Dächer mit Photovoltaik können durch eingeschränkte Hinterlüftung ein feuchtebegünstigendes Mikroklima entwickeln. In Kombination mit regelmäßiger Begehung führt dies zu erhöhten mechanischen Beanspruchungen sowie einer stärkeren Korrosionsgefährdung.
Für begehbare, geneigte Dächer unter 30° Dachneigung ist eine Mindestschichtdicke von 35 µm erforderlich.
Bei zusätzlicher Installation von Photovoltaikanlagen, steigt die Anforderung an die Mindestschichtdicke auf 45 µm.
Frühere Beschichtungen mit 25 µm entsprechen bei geneigten Dächern (0°–30°) künftig nicht mehr den Normvorgaben.

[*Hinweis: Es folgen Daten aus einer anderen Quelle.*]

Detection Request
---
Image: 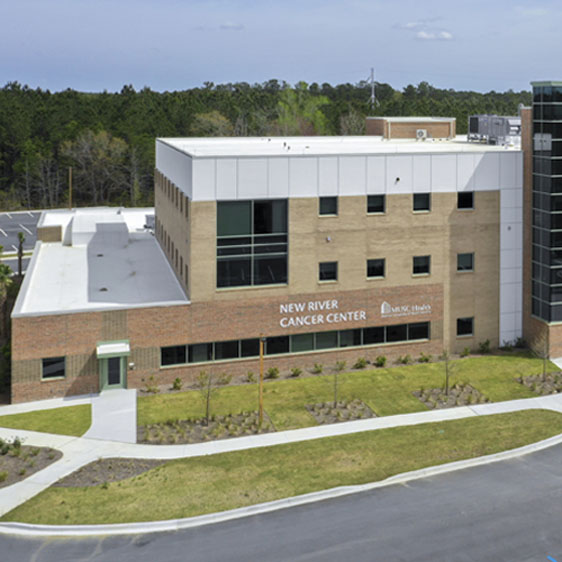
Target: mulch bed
[54,458,168,488]
[517,372,562,396]
[137,412,275,445]
[306,399,376,424]
[412,383,489,409]
[0,445,62,488]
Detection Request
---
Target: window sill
[216,283,289,293]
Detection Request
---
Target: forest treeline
[0,80,531,210]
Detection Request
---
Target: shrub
[375,355,386,367]
[515,338,527,349]
[418,351,431,363]
[478,340,490,354]
[217,373,232,386]
[265,367,279,379]
[145,375,160,394]
[353,357,367,369]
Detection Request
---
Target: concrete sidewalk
[0,394,562,515]
[83,388,137,443]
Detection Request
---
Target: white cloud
[219,21,244,31]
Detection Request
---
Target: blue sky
[0,0,562,92]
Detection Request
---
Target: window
[318,197,338,215]
[457,191,474,209]
[367,195,386,214]
[367,258,384,279]
[457,252,474,271]
[414,193,431,211]
[160,345,187,367]
[217,199,288,287]
[457,318,474,336]
[318,261,338,281]
[413,256,431,275]
[41,357,65,379]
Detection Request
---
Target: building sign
[279,299,367,328]
[381,301,431,318]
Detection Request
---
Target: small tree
[439,349,454,396]
[18,232,25,279]
[196,371,217,425]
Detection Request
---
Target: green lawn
[138,354,548,431]
[0,410,562,525]
[0,404,92,436]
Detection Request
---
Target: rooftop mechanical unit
[468,115,521,144]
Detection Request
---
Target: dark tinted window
[413,256,431,275]
[457,252,474,271]
[367,195,386,213]
[318,261,338,281]
[457,318,474,336]
[319,197,338,215]
[41,357,65,379]
[367,258,384,277]
[414,193,431,211]
[457,191,474,209]
[160,345,187,366]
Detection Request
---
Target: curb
[0,426,562,537]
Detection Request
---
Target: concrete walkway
[0,394,562,515]
[83,388,137,443]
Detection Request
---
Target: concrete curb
[0,426,562,537]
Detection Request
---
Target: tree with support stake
[18,232,25,279]
[258,336,265,429]
[439,349,454,396]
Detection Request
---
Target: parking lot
[0,211,41,254]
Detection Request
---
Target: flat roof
[12,209,189,317]
[367,115,457,123]
[156,135,520,158]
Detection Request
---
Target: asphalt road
[0,445,562,562]
[0,211,41,252]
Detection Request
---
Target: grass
[0,404,92,436]
[138,353,548,431]
[4,410,562,524]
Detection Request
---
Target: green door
[99,357,127,390]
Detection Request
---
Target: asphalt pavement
[0,445,562,562]
[0,211,41,253]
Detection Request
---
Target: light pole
[259,336,265,429]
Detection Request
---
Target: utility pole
[369,68,377,113]
[259,336,265,422]
[68,166,72,210]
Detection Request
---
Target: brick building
[12,120,523,402]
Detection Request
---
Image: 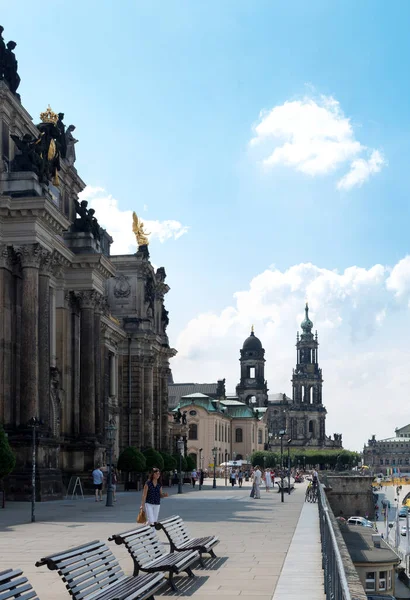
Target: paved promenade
[0,480,324,600]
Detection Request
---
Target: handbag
[137,508,147,525]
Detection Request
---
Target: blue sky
[4,0,410,442]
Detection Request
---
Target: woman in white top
[265,469,272,492]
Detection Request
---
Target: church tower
[292,303,326,443]
[236,326,268,408]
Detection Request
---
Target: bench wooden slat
[0,569,38,600]
[36,541,165,600]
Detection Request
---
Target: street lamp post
[199,448,203,490]
[288,438,292,496]
[177,438,184,494]
[279,429,286,502]
[212,447,218,489]
[28,417,41,523]
[105,419,117,506]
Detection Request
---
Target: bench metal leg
[168,571,179,592]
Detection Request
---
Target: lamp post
[288,438,292,496]
[199,448,203,490]
[279,429,286,502]
[105,419,117,506]
[177,437,184,494]
[28,417,42,523]
[212,447,218,489]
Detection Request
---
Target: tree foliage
[0,425,16,479]
[143,448,164,471]
[117,446,146,473]
[160,452,178,471]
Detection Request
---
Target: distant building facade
[363,424,410,475]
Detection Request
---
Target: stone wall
[323,475,374,519]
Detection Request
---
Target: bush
[117,446,146,473]
[186,456,196,471]
[143,448,164,471]
[0,425,16,479]
[160,452,178,472]
[172,454,188,472]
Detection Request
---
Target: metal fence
[318,484,366,600]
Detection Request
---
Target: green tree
[117,446,146,473]
[172,454,188,472]
[160,452,178,471]
[0,425,16,479]
[143,448,164,471]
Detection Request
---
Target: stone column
[94,293,105,439]
[38,249,51,426]
[78,290,96,437]
[16,244,42,425]
[144,358,154,447]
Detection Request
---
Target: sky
[4,0,410,449]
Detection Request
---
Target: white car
[347,517,373,527]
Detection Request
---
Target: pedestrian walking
[92,465,104,502]
[191,469,198,487]
[140,468,168,525]
[253,466,262,500]
[265,469,272,492]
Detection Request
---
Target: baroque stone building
[0,34,175,499]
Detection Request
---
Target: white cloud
[337,150,386,190]
[251,96,386,190]
[79,186,189,254]
[172,257,410,449]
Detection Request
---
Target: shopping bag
[137,508,147,525]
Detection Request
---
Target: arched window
[188,423,198,440]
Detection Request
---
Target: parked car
[347,517,373,527]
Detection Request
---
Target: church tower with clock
[236,327,268,408]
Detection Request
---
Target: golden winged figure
[132,211,151,246]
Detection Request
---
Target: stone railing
[318,484,367,600]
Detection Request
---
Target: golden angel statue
[132,212,151,246]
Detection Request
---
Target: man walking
[253,465,262,500]
[92,465,104,502]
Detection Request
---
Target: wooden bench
[108,525,199,591]
[0,569,38,600]
[155,515,219,566]
[34,541,165,600]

Die genauen Änderungen können zudem dem IFBS (Internationaler Verband für den Metallleichtbau) Fact-Sheet oder der Seite Baunormlexikon entnommen werden.
Der formale Status (MVVTB): Eine direkte, öffentlich-rechtliche Verpflichtung zur Anwendung der neuen Schichtdicken besteht in Deutschland erst, wenn die MVVTB (Musterverwaltungsvorschrift Technische Baubestimmungen) die aktualisierte Norm offiziell aufnimmt. Bis zu dieser Einführung und der Festlegung einer angemessenen Übergangsfrist für Industrie und Handel ist das neue Regelwerk bauaufsichtlich noch nicht zwingend bindend.
Die zivilrechtliche Praxis: Unabhängig von der MVVTB gilt die neue DIN 55634-1 ab ihrer Veröffentlichung als der neue „Stand der Technik“. Planer und Ausführende müssen bereits jetzt prüfen, ob Abweichungen davon im Schadensfall zu zivilrechtlichen Haftungsrisiken führen können.